Judging by the quotes, Plank is wrong factually about as thoroughly as you could be and, as is typical with pro-abortionists, she essentially argues the pro-life movement was birthed in hell and nurtured by Satan. I exaggerate but only slightly.
There are pro-abortion scholars whose interpretations and conclusions I thoroughly disagree with but whose research is worth reading. Plank assuredly does not fall into the latter category.
DeSanctis’ point, as illustrated by the opening quote and summarized in the following passage, is
Utter falsehoods like those crafted by Plank and spread by Lorenz serve a key purpose of the abortion-rights supporter: to ignore or deny, by any means necessary, the sincerity of the pro-life movement, so as not to have to grapple with the heart of our argument.
Speaking of the heart of our argument and what should I run across next? “The study that debunks most anti-abortion arguments.” Written for the New Yorker by Margaret Talbot, it is 100% uncritical, even celebratory, piece on the [in]famous “Turnaway Study.”
We—particularly Dr. Randall K. O’Bannon, NRL Director of Education & Research–have critiqued this study over and over and over again. It will not die. The team at University of California -San Francisco (UCSF) that first put it together and published the results in 2007, recycles the same misleading data year after year after year.
It purports to tell us the differing experiences of those women who had their abortions and those who were “turned away” (hence the title) most often because the baby was so far along.
Or, as Dr.
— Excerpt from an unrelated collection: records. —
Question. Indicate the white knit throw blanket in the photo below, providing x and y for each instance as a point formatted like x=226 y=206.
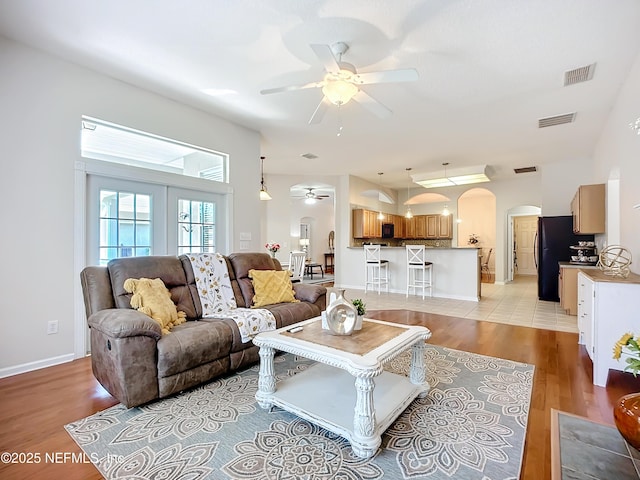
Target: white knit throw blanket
x=218 y=300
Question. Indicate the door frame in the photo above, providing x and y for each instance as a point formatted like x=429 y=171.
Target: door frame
x=520 y=211
x=85 y=167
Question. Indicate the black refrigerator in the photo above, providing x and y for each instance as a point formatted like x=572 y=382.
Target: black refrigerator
x=553 y=241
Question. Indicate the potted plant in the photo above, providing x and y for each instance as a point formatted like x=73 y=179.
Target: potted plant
x=361 y=310
x=626 y=412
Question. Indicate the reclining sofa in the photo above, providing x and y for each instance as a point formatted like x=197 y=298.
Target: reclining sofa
x=135 y=363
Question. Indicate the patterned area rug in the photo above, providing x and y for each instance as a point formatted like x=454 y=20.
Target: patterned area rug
x=471 y=425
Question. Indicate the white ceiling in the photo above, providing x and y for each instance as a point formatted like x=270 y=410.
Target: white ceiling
x=489 y=69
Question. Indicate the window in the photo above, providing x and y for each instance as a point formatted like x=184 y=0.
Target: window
x=118 y=144
x=125 y=225
x=196 y=226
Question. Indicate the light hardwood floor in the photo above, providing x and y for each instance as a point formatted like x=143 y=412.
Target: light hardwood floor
x=35 y=406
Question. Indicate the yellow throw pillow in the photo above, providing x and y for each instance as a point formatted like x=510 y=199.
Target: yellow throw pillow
x=151 y=297
x=271 y=286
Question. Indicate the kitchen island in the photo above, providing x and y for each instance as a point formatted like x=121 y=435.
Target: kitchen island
x=456 y=271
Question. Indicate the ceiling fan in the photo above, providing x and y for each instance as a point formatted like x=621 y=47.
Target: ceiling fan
x=342 y=82
x=311 y=197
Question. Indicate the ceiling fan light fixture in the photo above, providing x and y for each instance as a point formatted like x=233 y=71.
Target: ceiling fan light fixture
x=339 y=91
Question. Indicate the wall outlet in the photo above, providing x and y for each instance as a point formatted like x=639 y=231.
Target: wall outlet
x=52 y=327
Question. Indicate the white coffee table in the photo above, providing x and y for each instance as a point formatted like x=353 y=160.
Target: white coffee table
x=324 y=394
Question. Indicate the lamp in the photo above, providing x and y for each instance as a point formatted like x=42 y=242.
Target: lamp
x=264 y=195
x=408 y=214
x=337 y=90
x=380 y=214
x=304 y=244
x=458 y=176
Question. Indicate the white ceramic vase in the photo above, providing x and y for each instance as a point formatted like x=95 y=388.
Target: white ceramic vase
x=341 y=315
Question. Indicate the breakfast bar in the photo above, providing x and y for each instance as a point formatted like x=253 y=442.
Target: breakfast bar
x=456 y=270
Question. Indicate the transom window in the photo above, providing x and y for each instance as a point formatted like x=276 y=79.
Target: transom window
x=113 y=143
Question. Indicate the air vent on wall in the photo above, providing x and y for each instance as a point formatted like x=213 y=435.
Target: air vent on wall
x=557 y=120
x=579 y=75
x=525 y=169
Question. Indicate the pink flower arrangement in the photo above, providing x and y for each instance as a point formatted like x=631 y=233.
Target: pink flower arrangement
x=272 y=247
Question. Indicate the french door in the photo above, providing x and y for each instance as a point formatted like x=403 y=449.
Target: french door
x=129 y=219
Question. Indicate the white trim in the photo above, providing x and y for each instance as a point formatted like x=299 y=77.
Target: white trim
x=80 y=328
x=37 y=365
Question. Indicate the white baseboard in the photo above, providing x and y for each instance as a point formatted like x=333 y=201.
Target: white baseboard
x=37 y=365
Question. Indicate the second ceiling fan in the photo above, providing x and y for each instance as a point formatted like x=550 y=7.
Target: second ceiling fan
x=342 y=82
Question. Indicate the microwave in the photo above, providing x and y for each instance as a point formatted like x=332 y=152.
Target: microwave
x=387 y=230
O’Bannon put it, originally, it was “a five-year-long study that was supposed to be designed to determine the social, psychological, and economic consequences of having an abortion versus being ‘denied’ an abortion in some cases because the pregnancy was so advanced.”
The latest iteration came out last February. Dr. O’Bannon, unlike Ms. Talbot, closely examined where the study came up short (practically everywhere). To take just one example, in some earlier published studies, they did tell us what happened to women who went on to have their babies. But in the study from earlier this year, these women were conspicuously absent.